More importantly, though, the system has become increasingly immune to marches, occupations and other tried but tired methods. “Loud and constant protests led to the US establishing child labour laws, a woman’s right to vote and basic civil rights for black Americans,” Gibson said. “They provided Americans with the eight-hour workday, paid overtime and the weekend. The thing is, though, all of these protests happened in a time when the government was still somewhat sensitive to the needs of their constituents.”

But this, Gibson said, is no longer the case.

“Never before have we had a government so completely subservient to corporate power and so beholden to the rich,” he said. He cited a recent Princeton University study that declared the US an oligarchy, rather than a democracy. “And in a complete absence of democracy,” he said, “our protests have fallen on deaf ears.

“The reason we started the After Party is because we feel that the political realm has been unfairly monopolised by precisely such corporate special interests and big money. We aim to change that over time, starting at the local level.”

But I think we need revolutionaries and reformers equally,” he said. “The revolutionaries provide the inspirational vision of what we want our ideal society to look like and the reformers achieve the small wins that add up to revolutionary success in the long-term.Carl Gibson in Crikey.com 23/05/14

HL Mencken, declared, In a presidential election:

*‘all the odds were on the man who is, intrinsically, the most devious and mediocre’.

It was the logic of democracy, he said, that the people would one day get their heart’s desire and put a ‘downright moron’ in the White House.

While understandable, the widespread belief that George W Bush fulfilled Mencken’s prophecy has proved premature.” The Shortlest Daily

John Lee, an authority on foreign affairs, compares the malaise of democracy not to that of the 1930’s. He claims from the 1970’s to the 1990’s more than 30 countries moved to more democratic models, including East Germany and Russia, but that lately a reversal trend of more authoritarian governments is on the rise. He cites as examples, China’s Xi Jingping’s abolition of presidential terms, the Philippine’s Rodrigo Duterte’s 80% approval rating despite his illiberal extrajudicial executions, Turkey’s Erdogan and his increased power, Myanmar’s military junta holding Aung San Suu Kyi, hostage.

The exception appears to be Singapore. One can argue that even in the most democratic countries, anaemic leaders are captives of their parties.

Trump, despite his boorishness, is the exception.

Authoritarians claim they create order and efficiency while democracies create chaos and impede growth.

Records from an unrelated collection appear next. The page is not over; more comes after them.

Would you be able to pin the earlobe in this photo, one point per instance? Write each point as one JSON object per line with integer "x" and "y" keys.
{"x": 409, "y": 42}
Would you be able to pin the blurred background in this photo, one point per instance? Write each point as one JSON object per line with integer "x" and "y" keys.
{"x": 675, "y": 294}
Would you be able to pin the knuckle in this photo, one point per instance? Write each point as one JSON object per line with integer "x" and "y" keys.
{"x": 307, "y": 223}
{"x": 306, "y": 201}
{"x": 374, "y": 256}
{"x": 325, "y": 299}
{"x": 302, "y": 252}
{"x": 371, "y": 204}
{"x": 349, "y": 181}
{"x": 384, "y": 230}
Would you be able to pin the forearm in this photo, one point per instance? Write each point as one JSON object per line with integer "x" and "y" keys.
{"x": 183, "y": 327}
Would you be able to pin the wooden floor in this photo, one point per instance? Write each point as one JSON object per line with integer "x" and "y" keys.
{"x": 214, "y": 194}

It is important to remember Churchill’s adage:

“democracy is the worst form of government, except for all the others”.

Lee claims that “prolonged political, economic and social disasters occur in authoritarian systems that lack institutional capacities to self-correct”.

Encouraging signs occur in countries with histories of autocrats – Spain, the Baltic states, Serbia, Croatia…

We, the people, are the guardians and custodians of our freedoms through democratas - the power that is in everyone of us.

Democracy is not threatened by the actions of a few, but the > inactions of the many.

Edward Snowden - The Guardian

Answer to Mock Election: #

If you didn’t choose the first one, we missed out on the most outstanding leader of modern times - Franklin Delano Rooseveldt.

The second one is Sir Winston Churchill.

If you voted for the last one, you have just elected Adolf Hitler.